At the start of a new decade, many commentators are understandably focused on the health of the global economy. GDP growth this decade most likely will be lower than during the teens, barring a notable improvement in productivity in the West and China, or a sustained acceleration in India and the largest African economies.
Until we have final fourth-quarter data for 2019, we won't be able to calculate global GDP growth for the 2010-2019 decade. Still, it is likely to be around 3.5% per year, which is similar to the growth rate for the 2000s, and higher than the 3.3% growth of the 1980s and 1990s. That slightly stronger performance over the past two decades is due almost entirely to China, with India playing a modestly expanding role.

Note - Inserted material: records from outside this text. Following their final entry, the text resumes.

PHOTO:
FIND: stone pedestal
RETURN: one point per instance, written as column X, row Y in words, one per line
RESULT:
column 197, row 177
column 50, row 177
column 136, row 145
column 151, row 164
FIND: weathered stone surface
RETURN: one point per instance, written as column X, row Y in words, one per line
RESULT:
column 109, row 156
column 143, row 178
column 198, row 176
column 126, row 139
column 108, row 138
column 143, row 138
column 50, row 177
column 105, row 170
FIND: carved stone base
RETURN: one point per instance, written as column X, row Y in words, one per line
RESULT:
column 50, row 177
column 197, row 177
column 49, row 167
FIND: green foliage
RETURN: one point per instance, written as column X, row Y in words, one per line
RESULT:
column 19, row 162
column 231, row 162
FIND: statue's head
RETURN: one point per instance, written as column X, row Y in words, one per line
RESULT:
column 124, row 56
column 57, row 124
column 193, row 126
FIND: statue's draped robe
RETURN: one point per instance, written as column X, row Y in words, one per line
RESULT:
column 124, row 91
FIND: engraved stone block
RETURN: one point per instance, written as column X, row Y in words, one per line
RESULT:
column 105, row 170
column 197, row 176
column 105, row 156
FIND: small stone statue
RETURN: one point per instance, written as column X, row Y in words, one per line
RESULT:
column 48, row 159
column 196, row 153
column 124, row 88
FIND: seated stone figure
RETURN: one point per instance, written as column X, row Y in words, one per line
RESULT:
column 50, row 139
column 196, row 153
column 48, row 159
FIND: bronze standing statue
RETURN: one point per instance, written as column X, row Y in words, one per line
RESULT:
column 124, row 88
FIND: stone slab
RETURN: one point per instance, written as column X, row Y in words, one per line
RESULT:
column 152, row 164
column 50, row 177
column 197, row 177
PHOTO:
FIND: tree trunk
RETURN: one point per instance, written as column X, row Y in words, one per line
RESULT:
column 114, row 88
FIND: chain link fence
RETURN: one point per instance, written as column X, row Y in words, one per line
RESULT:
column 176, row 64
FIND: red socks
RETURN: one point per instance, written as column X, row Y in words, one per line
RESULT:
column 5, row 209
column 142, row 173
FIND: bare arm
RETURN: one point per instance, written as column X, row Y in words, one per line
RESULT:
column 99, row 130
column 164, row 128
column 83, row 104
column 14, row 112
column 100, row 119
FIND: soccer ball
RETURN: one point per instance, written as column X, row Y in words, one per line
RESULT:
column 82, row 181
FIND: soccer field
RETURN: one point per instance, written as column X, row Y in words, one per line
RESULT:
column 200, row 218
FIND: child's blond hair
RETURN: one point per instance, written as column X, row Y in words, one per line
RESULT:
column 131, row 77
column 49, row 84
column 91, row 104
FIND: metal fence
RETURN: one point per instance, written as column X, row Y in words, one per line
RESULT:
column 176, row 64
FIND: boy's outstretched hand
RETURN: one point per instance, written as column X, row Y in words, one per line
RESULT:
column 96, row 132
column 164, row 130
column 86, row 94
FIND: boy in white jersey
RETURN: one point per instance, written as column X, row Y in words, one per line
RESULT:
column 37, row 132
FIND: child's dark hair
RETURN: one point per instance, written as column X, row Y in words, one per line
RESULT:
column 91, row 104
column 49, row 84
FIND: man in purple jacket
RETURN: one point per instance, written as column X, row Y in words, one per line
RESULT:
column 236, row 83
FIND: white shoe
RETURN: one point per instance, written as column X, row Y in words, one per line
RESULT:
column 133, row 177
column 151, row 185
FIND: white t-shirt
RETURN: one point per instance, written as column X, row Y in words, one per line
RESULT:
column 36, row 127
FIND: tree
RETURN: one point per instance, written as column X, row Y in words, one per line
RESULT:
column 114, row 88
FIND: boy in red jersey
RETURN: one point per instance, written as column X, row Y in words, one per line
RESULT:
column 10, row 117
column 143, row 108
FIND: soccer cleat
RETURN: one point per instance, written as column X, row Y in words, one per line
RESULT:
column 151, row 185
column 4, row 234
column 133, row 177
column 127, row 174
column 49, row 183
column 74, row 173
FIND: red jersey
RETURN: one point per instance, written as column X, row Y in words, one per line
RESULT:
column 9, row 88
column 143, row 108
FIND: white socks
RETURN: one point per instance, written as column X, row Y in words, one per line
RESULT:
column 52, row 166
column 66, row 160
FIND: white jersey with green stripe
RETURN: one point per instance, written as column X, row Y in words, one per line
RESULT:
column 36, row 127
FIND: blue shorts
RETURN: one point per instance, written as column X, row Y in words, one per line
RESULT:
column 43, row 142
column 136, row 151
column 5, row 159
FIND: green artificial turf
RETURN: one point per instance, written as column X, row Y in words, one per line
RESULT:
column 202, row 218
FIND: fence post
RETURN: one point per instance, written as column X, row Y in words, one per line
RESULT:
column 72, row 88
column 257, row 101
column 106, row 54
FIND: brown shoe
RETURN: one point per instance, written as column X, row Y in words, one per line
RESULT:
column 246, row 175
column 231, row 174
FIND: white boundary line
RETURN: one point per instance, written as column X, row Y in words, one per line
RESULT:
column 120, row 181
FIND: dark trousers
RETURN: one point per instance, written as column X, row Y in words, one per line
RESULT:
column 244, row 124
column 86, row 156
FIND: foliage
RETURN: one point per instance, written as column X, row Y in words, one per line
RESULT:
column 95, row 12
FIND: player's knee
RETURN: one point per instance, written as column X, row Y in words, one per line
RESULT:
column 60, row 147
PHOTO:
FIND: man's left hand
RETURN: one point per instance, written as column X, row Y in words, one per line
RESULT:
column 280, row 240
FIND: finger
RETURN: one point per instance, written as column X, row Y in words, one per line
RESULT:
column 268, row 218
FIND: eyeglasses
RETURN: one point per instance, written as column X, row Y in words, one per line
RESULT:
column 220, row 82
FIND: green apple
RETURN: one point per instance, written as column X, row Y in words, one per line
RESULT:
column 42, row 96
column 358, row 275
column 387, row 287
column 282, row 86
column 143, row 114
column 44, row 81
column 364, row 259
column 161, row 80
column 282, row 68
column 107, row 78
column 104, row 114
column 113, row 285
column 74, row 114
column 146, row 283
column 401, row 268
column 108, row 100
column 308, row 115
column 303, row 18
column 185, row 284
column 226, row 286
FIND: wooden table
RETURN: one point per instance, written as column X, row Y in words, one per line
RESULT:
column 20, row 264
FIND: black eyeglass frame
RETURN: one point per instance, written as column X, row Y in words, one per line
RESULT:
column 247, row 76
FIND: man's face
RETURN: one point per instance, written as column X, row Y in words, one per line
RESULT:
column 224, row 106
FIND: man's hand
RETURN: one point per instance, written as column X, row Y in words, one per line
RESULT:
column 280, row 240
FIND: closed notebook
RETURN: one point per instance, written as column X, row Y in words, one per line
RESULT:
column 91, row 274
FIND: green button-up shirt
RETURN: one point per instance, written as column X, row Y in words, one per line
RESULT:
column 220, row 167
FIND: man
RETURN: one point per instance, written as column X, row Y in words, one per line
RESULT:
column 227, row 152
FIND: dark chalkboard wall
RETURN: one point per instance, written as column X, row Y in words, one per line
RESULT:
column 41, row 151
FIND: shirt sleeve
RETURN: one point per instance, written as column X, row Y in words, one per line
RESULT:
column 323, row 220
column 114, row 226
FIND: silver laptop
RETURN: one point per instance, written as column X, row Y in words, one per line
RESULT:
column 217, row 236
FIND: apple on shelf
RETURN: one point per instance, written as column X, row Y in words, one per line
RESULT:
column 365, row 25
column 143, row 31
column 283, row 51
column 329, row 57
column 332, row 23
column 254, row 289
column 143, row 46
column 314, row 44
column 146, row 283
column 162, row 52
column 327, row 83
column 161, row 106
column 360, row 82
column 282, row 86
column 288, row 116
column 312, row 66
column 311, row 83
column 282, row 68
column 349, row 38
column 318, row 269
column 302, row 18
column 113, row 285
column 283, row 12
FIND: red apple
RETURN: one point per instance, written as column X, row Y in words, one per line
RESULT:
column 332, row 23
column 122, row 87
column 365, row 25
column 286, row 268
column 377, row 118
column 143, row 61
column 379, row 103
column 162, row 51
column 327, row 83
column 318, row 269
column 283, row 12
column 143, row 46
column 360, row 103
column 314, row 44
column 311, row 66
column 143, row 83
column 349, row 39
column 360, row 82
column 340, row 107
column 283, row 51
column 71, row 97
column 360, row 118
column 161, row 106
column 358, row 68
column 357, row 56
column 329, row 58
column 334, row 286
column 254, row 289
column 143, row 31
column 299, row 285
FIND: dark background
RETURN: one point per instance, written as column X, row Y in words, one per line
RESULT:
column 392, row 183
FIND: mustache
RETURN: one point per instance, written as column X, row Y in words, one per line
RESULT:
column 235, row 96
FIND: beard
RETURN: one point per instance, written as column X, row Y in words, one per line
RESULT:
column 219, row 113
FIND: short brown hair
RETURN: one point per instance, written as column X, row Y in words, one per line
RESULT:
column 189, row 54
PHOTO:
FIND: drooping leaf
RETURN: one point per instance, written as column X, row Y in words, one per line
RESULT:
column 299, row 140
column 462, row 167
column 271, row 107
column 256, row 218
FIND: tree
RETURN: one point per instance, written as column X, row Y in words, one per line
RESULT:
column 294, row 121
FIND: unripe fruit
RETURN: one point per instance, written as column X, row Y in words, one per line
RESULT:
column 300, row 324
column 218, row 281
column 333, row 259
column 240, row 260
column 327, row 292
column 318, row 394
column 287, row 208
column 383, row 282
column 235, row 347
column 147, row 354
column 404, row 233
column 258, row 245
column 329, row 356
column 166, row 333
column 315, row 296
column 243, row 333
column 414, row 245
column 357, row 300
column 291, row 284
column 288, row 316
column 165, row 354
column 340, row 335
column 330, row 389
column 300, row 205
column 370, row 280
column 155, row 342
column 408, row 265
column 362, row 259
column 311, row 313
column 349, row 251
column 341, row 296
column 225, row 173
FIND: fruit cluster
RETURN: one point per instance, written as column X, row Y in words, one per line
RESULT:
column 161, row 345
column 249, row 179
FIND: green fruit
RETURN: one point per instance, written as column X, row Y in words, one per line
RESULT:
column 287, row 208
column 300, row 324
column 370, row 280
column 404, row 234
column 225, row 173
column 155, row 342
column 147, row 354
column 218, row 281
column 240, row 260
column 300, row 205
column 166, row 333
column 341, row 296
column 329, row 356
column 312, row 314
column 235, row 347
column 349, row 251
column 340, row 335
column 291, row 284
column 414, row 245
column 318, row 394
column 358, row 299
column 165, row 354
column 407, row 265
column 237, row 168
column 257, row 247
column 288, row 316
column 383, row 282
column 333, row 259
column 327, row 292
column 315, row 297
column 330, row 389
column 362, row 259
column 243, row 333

Average annual growth of 3.5% for 2010-2019 means that many countries fell short of their potential. In principle, global GDP could have increased by more than 4%, judging by the two key drivers of growth: the size of the workforce and productivity. In fact, the 2010s could have been the strongest decade of the first half of this century. But it didn't turn out that way. The European Union endured a disappointing period of weakness, and Brazil and Russia each grew by much less than in the previous decade.
The prospects for the coming decades are not as strong.
China's labor-force growth is now peaking, and the populations of Japan, Germany, Italy, and other key countries are aging and in decline. True, some countries and regions that underperformed in the teens could now catch up; but much will depend on the realization of several positive developments.